Für Hypo NÖ zählt jede Partie. Hypo startete mit einem klaren Sieg in die Rückrunde. Coach Ferry Kovacs weiß aber, dass es noch besser geht, will im Cup gegen Dornbirn eine Steigerung sehen.

Von Malcolm Zottl. Erstellt am 28. Januar 2020 (06:53)
Stefanie Kaiser (in gelb) und Hypo NÖ überragen derzeit wieder die heimische Handball-Szene. Im Cup-Viertelfinale soll gegen Dornbirn der nächste Erfolg folgen.
Malcolm Zottl

Am Wochenende gelang Hypo NÖ der Start in die Rückrunde.
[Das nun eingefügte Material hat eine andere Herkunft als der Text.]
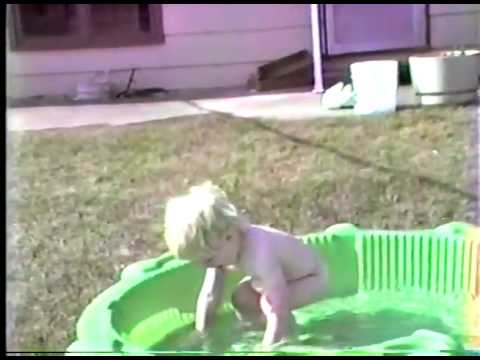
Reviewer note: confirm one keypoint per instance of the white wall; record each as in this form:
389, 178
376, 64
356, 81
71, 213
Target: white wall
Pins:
454, 24
207, 45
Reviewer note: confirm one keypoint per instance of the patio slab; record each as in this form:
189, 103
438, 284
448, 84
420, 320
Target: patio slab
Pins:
281, 106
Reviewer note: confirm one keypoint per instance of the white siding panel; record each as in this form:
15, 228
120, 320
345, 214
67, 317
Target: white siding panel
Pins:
172, 78
178, 51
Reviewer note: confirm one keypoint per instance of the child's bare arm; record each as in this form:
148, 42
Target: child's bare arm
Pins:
209, 298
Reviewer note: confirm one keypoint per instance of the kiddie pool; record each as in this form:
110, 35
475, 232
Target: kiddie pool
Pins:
390, 292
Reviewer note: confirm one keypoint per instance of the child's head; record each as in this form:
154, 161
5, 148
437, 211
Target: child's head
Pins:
199, 223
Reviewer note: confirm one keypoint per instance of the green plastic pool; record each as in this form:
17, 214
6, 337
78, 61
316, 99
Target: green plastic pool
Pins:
390, 292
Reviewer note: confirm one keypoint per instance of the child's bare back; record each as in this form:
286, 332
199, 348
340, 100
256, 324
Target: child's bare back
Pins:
283, 274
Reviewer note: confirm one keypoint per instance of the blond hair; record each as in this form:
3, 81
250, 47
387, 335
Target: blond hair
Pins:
196, 223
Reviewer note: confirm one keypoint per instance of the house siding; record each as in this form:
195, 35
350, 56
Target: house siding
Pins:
206, 45
454, 24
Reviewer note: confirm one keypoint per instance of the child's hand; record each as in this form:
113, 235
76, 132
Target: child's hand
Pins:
195, 340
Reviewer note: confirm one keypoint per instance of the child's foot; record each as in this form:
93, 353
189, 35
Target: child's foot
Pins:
251, 325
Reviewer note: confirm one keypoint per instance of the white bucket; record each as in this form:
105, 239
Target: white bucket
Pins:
375, 84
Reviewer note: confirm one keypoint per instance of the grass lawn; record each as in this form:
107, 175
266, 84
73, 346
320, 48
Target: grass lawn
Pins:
81, 201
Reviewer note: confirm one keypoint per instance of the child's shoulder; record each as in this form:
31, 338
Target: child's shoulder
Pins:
268, 232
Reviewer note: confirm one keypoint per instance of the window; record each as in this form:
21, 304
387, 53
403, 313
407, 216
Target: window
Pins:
70, 26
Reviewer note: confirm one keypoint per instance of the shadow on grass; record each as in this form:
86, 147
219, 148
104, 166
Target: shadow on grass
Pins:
359, 161
348, 157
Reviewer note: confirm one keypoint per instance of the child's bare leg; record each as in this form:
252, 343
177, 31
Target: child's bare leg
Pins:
246, 302
307, 290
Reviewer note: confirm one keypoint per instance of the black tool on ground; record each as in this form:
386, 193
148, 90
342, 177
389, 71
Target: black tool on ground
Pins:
127, 93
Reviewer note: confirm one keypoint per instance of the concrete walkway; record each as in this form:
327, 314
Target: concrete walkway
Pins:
300, 105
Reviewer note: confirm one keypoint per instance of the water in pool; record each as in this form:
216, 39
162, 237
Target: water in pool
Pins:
360, 324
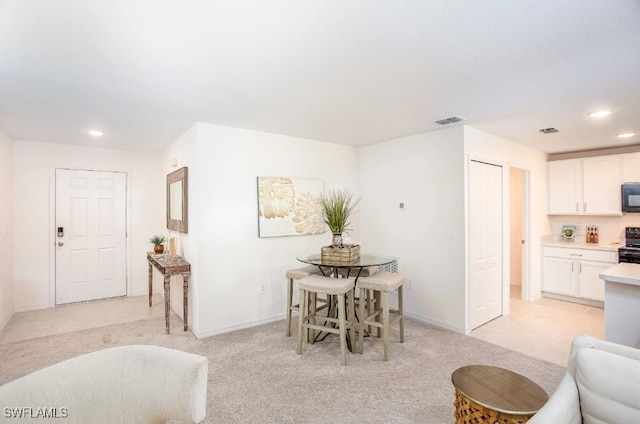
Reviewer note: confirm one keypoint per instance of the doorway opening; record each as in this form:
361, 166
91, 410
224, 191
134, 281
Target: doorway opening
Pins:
518, 230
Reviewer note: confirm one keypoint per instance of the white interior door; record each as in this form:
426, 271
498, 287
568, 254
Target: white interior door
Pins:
485, 252
91, 235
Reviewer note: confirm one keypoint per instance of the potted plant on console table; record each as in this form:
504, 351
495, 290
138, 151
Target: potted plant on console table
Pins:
337, 206
157, 241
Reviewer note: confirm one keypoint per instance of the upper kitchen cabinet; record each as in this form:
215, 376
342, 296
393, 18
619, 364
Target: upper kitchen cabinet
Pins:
589, 186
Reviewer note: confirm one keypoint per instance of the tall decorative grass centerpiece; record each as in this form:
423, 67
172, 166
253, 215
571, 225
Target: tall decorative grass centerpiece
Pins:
338, 205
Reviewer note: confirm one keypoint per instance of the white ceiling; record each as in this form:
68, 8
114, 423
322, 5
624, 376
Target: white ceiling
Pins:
353, 72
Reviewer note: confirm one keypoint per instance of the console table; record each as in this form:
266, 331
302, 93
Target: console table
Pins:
168, 266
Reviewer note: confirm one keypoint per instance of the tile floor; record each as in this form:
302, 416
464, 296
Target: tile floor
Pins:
80, 316
542, 329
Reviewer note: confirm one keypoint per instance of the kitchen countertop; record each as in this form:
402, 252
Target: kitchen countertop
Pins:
549, 241
624, 273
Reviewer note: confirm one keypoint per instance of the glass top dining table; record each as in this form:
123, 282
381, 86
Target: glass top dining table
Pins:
366, 260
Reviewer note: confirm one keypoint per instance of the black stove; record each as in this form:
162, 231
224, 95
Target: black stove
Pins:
630, 252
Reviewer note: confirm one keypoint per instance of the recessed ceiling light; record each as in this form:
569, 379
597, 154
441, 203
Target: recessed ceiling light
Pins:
600, 113
95, 133
625, 135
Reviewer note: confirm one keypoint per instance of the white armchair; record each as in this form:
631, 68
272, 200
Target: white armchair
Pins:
128, 384
601, 385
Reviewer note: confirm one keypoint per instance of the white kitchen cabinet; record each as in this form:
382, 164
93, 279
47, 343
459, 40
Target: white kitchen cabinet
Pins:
588, 186
565, 183
574, 273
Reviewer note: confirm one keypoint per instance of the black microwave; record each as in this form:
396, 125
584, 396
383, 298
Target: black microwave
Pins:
631, 197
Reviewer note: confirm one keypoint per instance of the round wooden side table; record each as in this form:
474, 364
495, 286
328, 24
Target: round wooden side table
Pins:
486, 394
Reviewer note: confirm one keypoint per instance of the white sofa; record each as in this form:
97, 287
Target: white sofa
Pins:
128, 384
601, 385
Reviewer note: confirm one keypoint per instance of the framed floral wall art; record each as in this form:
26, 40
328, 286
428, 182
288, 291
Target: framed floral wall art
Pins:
289, 207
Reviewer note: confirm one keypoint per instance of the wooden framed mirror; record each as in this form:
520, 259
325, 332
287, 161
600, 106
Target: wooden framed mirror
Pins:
177, 211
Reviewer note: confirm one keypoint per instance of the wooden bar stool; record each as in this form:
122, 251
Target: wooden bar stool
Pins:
381, 284
297, 274
343, 289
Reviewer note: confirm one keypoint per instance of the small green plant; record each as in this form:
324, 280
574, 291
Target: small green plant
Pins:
157, 240
337, 206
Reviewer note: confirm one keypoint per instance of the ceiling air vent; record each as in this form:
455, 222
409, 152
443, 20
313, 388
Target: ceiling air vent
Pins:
451, 120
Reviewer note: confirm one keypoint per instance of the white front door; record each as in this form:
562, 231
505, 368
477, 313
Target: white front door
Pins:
90, 235
485, 252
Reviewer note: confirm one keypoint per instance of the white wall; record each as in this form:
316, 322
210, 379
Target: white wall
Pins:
489, 148
34, 227
6, 228
427, 172
230, 260
183, 153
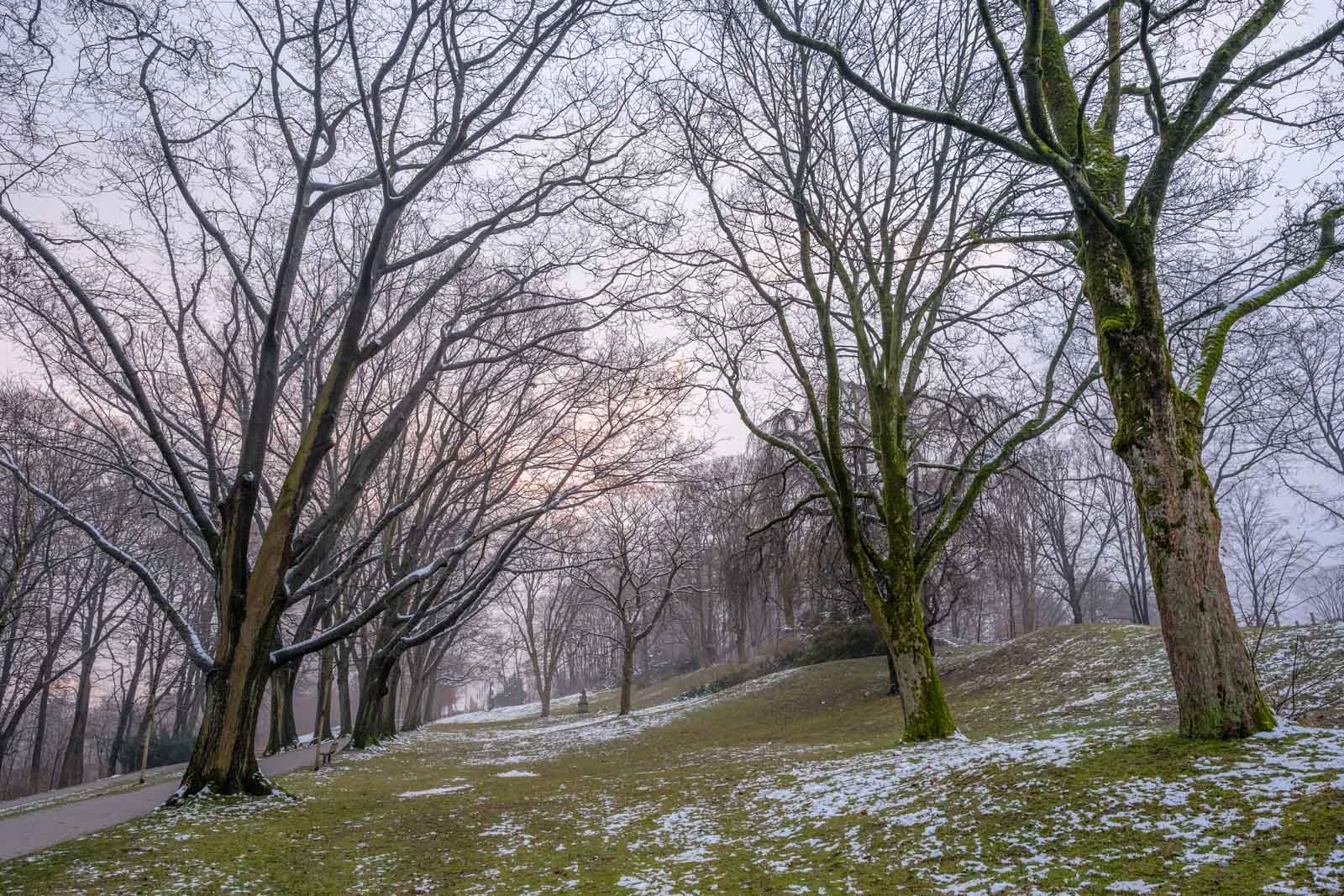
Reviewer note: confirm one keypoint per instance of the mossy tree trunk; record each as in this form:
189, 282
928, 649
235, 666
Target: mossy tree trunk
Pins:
371, 714
225, 757
1159, 436
1159, 423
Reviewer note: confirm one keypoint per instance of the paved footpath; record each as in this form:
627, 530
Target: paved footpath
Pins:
27, 832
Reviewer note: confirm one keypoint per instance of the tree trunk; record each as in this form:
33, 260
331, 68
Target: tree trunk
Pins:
225, 757
71, 766
1159, 432
922, 701
378, 694
128, 705
39, 738
627, 678
432, 707
1215, 683
284, 726
387, 711
343, 685
324, 689
414, 703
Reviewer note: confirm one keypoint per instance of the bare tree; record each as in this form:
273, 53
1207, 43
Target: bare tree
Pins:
542, 604
1159, 100
371, 170
850, 270
642, 547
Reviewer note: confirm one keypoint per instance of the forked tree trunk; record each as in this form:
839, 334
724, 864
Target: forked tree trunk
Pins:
225, 757
128, 705
922, 701
376, 715
1215, 683
1159, 432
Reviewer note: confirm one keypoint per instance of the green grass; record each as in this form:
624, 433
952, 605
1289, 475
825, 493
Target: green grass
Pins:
1070, 782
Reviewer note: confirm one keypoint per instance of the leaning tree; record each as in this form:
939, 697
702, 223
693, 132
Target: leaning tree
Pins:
225, 191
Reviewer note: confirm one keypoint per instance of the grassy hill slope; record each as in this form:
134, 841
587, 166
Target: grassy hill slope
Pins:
1066, 779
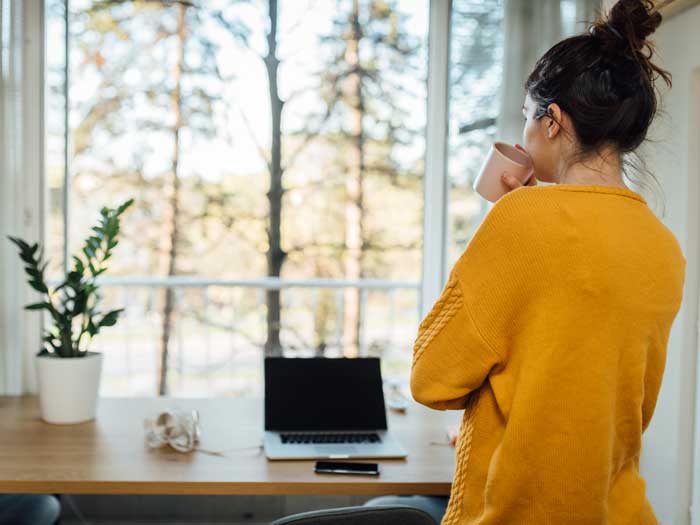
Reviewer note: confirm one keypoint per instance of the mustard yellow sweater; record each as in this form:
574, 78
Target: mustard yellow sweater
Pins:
551, 335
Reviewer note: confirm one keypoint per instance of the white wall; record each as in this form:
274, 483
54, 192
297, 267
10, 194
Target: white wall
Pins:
667, 460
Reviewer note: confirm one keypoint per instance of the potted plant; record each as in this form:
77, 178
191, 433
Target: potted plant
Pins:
68, 372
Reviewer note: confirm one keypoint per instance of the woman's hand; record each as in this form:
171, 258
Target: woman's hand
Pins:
512, 183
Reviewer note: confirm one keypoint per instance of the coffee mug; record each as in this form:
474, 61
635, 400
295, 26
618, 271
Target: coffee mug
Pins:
503, 158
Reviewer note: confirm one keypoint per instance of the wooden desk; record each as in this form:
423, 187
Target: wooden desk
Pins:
109, 455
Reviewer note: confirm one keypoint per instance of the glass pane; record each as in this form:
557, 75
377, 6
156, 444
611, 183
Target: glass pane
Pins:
495, 44
173, 106
55, 133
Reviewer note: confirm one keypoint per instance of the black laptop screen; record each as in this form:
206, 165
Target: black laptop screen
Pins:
323, 394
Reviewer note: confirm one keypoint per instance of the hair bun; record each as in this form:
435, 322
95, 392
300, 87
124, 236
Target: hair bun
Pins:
624, 31
628, 24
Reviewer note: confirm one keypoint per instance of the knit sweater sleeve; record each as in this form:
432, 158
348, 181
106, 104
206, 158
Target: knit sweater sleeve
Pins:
466, 333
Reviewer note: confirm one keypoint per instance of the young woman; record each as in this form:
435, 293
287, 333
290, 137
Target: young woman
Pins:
551, 332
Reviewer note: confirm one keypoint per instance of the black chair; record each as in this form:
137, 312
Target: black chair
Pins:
380, 515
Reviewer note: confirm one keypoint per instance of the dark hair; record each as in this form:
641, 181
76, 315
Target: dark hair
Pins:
604, 80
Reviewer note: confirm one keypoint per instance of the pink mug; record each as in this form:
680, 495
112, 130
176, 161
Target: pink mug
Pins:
503, 158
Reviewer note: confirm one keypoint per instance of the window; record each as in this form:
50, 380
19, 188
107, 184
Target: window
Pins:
270, 217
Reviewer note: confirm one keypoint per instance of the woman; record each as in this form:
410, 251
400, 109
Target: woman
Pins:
551, 332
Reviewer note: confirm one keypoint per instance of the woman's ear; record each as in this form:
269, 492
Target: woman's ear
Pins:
554, 115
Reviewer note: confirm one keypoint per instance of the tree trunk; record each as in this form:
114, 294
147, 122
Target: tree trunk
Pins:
354, 213
171, 234
275, 254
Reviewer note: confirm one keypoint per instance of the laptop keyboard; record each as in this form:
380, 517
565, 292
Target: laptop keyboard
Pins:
331, 439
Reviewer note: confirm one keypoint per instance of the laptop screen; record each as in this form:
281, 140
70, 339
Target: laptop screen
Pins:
310, 394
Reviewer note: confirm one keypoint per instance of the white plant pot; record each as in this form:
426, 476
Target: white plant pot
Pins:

In Graz feierten die Südstädterinnen einen ungefährdeten 35:21-Erfolg. Coach Ferry Kovacs war mit der Leistung des Tabellenführers zufrieden: „Nach sechs Wochen Pause ist es nicht einfach wieder in den Rhythmus zu kommen. Wir haben zwar einige Testspiele gemacht, aber das ist nicht dasselbe, wie Meisterschaft.“ Die Weihnachtskekse hatten die Hypo-Akteurinnen jedenfalls schon verdaut, denn in der steirischen Landeshauptstadt zeigten Mirela Dedic und Kolleginnen eine konzentrierte Leistung, führten bereits zur Pause mit acht Toren.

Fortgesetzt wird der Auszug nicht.